Notons que les petits pélagiques côtiers pêchés au Maroc, en Mauritanie et au Sénégal sont puisés sur le même stock.
Rappelons que les bateaux russes qui pêchaient dans le cadre des ″fameuses autorisations de pêche délivrées entre 2010 et 2012 ne payaient que 35 $ la tonne, ne débarquaient pas de captures au Sénégal, n’embarquaient pas de marins sénégalais, ne payaient pas de licences, ne s’avitaillaient au port de Dakar et effectuaient leurs transbordement en rade du PAD. Ils n’apportaient aucune valeur ajoutée à notre pays sans compter qu’ils concurrencent nos produits sur les marchés africains d’exportation.

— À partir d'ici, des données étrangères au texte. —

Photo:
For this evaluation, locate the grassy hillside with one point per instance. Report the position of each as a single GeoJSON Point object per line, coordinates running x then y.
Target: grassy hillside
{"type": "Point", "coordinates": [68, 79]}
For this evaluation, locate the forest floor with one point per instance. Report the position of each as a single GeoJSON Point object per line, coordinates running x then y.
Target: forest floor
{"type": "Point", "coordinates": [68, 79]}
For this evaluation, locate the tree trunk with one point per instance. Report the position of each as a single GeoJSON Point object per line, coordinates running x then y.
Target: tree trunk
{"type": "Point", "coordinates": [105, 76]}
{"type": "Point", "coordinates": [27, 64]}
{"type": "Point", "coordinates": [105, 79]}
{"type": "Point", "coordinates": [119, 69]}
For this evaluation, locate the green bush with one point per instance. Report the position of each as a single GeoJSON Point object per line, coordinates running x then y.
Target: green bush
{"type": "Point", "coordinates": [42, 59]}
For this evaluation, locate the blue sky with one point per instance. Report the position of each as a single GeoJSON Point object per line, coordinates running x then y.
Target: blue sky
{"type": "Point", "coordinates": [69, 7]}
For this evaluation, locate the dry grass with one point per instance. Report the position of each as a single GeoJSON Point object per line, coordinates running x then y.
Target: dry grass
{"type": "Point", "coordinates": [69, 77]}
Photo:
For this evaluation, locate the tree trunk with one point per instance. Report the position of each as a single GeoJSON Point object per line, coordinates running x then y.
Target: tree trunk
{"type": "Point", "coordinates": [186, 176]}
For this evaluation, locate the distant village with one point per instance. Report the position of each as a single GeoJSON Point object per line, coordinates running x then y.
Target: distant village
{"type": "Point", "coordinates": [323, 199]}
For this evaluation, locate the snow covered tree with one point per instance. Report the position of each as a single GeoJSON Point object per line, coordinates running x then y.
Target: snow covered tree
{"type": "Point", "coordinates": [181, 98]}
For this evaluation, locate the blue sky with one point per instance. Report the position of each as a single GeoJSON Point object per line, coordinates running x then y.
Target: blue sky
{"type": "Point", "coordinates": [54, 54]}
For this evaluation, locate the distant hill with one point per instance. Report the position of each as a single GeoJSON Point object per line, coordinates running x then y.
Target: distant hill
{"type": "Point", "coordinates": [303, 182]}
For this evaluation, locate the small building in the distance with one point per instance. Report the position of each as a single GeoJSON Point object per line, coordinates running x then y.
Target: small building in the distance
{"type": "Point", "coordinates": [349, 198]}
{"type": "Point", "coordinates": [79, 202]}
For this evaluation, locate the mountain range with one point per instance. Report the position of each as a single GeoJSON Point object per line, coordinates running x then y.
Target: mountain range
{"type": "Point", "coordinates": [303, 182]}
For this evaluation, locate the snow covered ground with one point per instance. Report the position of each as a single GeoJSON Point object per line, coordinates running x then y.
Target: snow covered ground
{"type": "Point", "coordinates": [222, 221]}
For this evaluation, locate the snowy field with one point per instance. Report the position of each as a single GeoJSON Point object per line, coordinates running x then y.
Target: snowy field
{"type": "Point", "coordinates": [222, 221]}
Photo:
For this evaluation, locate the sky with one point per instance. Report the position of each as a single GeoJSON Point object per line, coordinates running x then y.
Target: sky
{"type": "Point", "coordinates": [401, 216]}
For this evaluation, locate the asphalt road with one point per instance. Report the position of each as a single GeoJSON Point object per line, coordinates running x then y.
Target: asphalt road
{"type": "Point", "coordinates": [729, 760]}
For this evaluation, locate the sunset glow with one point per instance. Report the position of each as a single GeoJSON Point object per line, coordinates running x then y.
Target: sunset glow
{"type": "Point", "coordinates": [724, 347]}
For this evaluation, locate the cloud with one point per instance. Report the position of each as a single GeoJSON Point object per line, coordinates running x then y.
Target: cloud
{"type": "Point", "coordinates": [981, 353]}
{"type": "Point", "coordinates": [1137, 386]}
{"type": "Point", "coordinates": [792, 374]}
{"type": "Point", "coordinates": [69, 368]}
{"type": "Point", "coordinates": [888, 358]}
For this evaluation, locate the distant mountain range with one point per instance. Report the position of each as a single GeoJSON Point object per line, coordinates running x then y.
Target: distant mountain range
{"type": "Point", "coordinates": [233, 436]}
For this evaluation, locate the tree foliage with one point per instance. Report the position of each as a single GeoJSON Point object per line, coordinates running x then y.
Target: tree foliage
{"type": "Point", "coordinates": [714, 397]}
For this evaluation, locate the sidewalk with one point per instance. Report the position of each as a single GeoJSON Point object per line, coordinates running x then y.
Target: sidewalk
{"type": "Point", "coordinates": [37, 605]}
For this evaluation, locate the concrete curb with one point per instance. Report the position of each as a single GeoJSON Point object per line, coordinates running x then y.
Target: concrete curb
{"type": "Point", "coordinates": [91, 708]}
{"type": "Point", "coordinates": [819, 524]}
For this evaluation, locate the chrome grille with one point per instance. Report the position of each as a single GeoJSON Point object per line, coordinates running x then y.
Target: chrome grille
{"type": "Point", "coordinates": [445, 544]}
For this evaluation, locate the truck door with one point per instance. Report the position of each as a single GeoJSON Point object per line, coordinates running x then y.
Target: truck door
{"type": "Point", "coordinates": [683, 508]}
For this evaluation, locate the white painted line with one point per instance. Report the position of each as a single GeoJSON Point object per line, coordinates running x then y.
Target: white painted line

Les mauvaises pratiques de pêche des bateaux russes.
Selon GREENPEACE dans son rapport ″Mains basses sur la sardinelle″, il avait été délivré aux bateaux russes entre 2010 et 2012, 44 autorisations de pêche et dans ce lot, 29 bateaux ont effectivement pêché. Vingt et un (21) parmi ces 29 chalutiers ont commis 41 infractions en Zone interdite qui fait face à une nurserie et où partant, la pêche est interdite.
Suggestions
Entre, 2011 et 2015, les exportations de sardinelles rondes ont été multipliées par 12 et celles de chinchards par 2. Ces deux espèces sont celles qui agrémentent le plus, le riz au poisson servi dans bon nombre de familles sénégalaises, ainsi que dans les petits restaurants qui font le bonheur des travailleurs déjeunant en dehors de leurs foyers.
Eu égard à la forte augmentation des exportations de sardinelles, espèce qui fait le plus l’objet d’une consommation directe des populations, une réflexion, sur les exportations ne doit-elle pas être engagée?
Comme on le sait, les sardinelles occupent une place très importante dans la pêche au Sénégal, tant en ce qui concerne les mises à terre que la consommation locale, les emplois et les exportations.
Ne devons-nous pas décider pour une question de sécurité alimentaire et de stabilité sociale :
- d’une part, de réserver l’exploitation de la sardinelle à la pêche artisanale ;
- d’autre part, d’interdire l’exportation des sardinelles.
Conclusion.
Un accord de pêche est la base juridique sur laquelle doit reposer tout protocole d’application. Si le forcing auquel nous assistons, en ce moment, réussit, nous serions en droit de nous demander si le Sénégal n’était pas devenu un pays où prévaut l’informel.
Par ailleurs, dilapider ses ressources halieutiques, pour ensuite dépêcher le ministre chargé de la pêche porter un message au Chef d’Etat de Mauritanie pour, sans doute, lui demander d’ouvrir les eaux de son pays aux pêcheurs artisans sénégalais, n’est pas bien inspiré.
Nous espérons que l’accord du 8 février 2011 avec, bien en vue, des indications portant sur les droits d’accès aux ressources, accordés aux bateaux russes sera publié et que les professionnels seront associés aux négociations portant sur le protocole d’application. Ainsi, seront évités les incompréhensions enregistrées en avril 2014, après la signature de l’accord de pêche Sénégal-UE.
Nous espérons que l’accord du 8 février 2011 entre la Fédération de Russie et le Sénégal, surtout avec ses éventuelles indications portant sur les droits d’accès accordés aux bateaux russes, sera publié d’une part et que de l’autre, les professionnels seront associés aux négociations concernant le protocole d’application.
Il y a eu une première affaire de bateaux russes avec les socialistes, une deuxième avec les libéraux de la première alternance, la seconde alternance aura-t-elle aussi, la sienne?
En répétant mille fois une contre vérité on n’en fait pas, pour autant, une vérité.